Ten seconds to a standing desk (or, the airport lounge story)

Story. Mumbai T2, gate 47, a Tuesday evening in March. My Indigo flight is delayed by three hours — and not the cute kind, the proper Indian airport kind, where the screen says ON TIME and the gate says nothing. I have a board deck due by morning. My laptop battery is at 38%. There are no plug points free because seventeen other people are in the same situation.

This is the part where most people would surrender and order an overpriced sandwich. I had the SoboPad Rise in my backpack.

What I did next

The Rise looks, in its folded state, like a thin panel of card. It weighs less than my MacBook. I pulled it out, found a low table near the window, creased it along the printed fold lines, locked the panels into the third mode, and stood my laptop on it at exactly the height my elbows wanted. Standing-desk mode. In a gate at T2. People stared.

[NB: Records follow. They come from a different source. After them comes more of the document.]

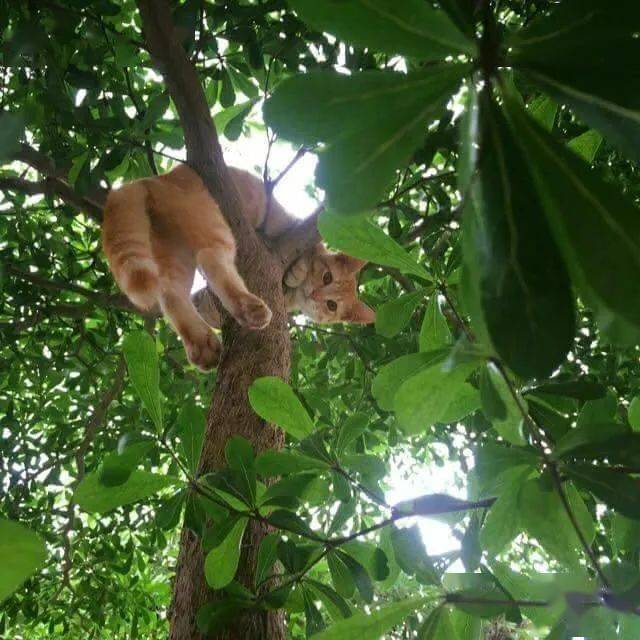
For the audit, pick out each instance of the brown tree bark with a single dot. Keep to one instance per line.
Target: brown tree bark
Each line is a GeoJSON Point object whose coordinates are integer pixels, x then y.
{"type": "Point", "coordinates": [247, 355]}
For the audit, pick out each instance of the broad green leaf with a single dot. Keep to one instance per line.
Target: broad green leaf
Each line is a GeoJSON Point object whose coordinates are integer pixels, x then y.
{"type": "Point", "coordinates": [351, 429]}
{"type": "Point", "coordinates": [221, 563]}
{"type": "Point", "coordinates": [274, 401]}
{"type": "Point", "coordinates": [375, 624]}
{"type": "Point", "coordinates": [521, 285]}
{"type": "Point", "coordinates": [392, 375]}
{"type": "Point", "coordinates": [544, 110]}
{"type": "Point", "coordinates": [274, 463]}
{"type": "Point", "coordinates": [11, 130]}
{"type": "Point", "coordinates": [411, 556]}
{"type": "Point", "coordinates": [370, 122]}
{"type": "Point", "coordinates": [341, 576]}
{"type": "Point", "coordinates": [554, 530]}
{"type": "Point", "coordinates": [92, 496]}
{"type": "Point", "coordinates": [393, 316]}
{"type": "Point", "coordinates": [598, 411]}
{"type": "Point", "coordinates": [586, 145]}
{"type": "Point", "coordinates": [438, 626]}
{"type": "Point", "coordinates": [425, 398]}
{"type": "Point", "coordinates": [502, 523]}
{"type": "Point", "coordinates": [142, 361]}
{"type": "Point", "coordinates": [615, 489]}
{"type": "Point", "coordinates": [634, 414]}
{"type": "Point", "coordinates": [336, 605]}
{"type": "Point", "coordinates": [267, 554]}
{"type": "Point", "coordinates": [22, 552]}
{"type": "Point", "coordinates": [589, 434]}
{"type": "Point", "coordinates": [191, 425]}
{"type": "Point", "coordinates": [406, 27]}
{"type": "Point", "coordinates": [223, 119]}
{"type": "Point", "coordinates": [360, 237]}
{"type": "Point", "coordinates": [434, 332]}
{"type": "Point", "coordinates": [597, 230]}
{"type": "Point", "coordinates": [571, 56]}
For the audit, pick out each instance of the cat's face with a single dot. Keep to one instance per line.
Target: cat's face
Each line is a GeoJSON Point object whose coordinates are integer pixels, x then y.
{"type": "Point", "coordinates": [329, 292]}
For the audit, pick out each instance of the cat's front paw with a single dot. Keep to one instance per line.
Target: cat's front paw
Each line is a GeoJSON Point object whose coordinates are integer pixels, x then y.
{"type": "Point", "coordinates": [204, 352]}
{"type": "Point", "coordinates": [252, 312]}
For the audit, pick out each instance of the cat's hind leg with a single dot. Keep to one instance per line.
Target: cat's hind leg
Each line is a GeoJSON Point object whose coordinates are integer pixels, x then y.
{"type": "Point", "coordinates": [217, 262]}
{"type": "Point", "coordinates": [176, 277]}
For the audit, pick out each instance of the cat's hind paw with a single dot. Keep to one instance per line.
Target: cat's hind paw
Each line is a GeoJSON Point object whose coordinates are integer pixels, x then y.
{"type": "Point", "coordinates": [252, 312]}
{"type": "Point", "coordinates": [204, 353]}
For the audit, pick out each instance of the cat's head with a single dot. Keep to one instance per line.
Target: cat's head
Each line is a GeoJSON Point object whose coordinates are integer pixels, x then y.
{"type": "Point", "coordinates": [330, 290]}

I wrote the deck standing up for ninety minutes. When my flight was finally announced, I folded the Rise back down — eleven creases reverse the same way they assemble — slid it into the laptop sleeve, and walked onto the plane.

Five modes, one panel

There is the flat mode — a thin desk pad if you do not need any elevation. There is the typing-angle mode that ergonomists like. There is the higher mode that gets the screen to eye level. There is the lap mode for when you are on your sofa at 11 pm and the kid is finally asleep. And there is the full standing-desk mode, which is the one that saved me at the airport.

I used to own a motorised sit-stand desk. It cost a small fortune and it lives in the spare room because we moved houses and it is too big to bring downstairs. The Rise lives in my bag. I do not know which of us moved on first.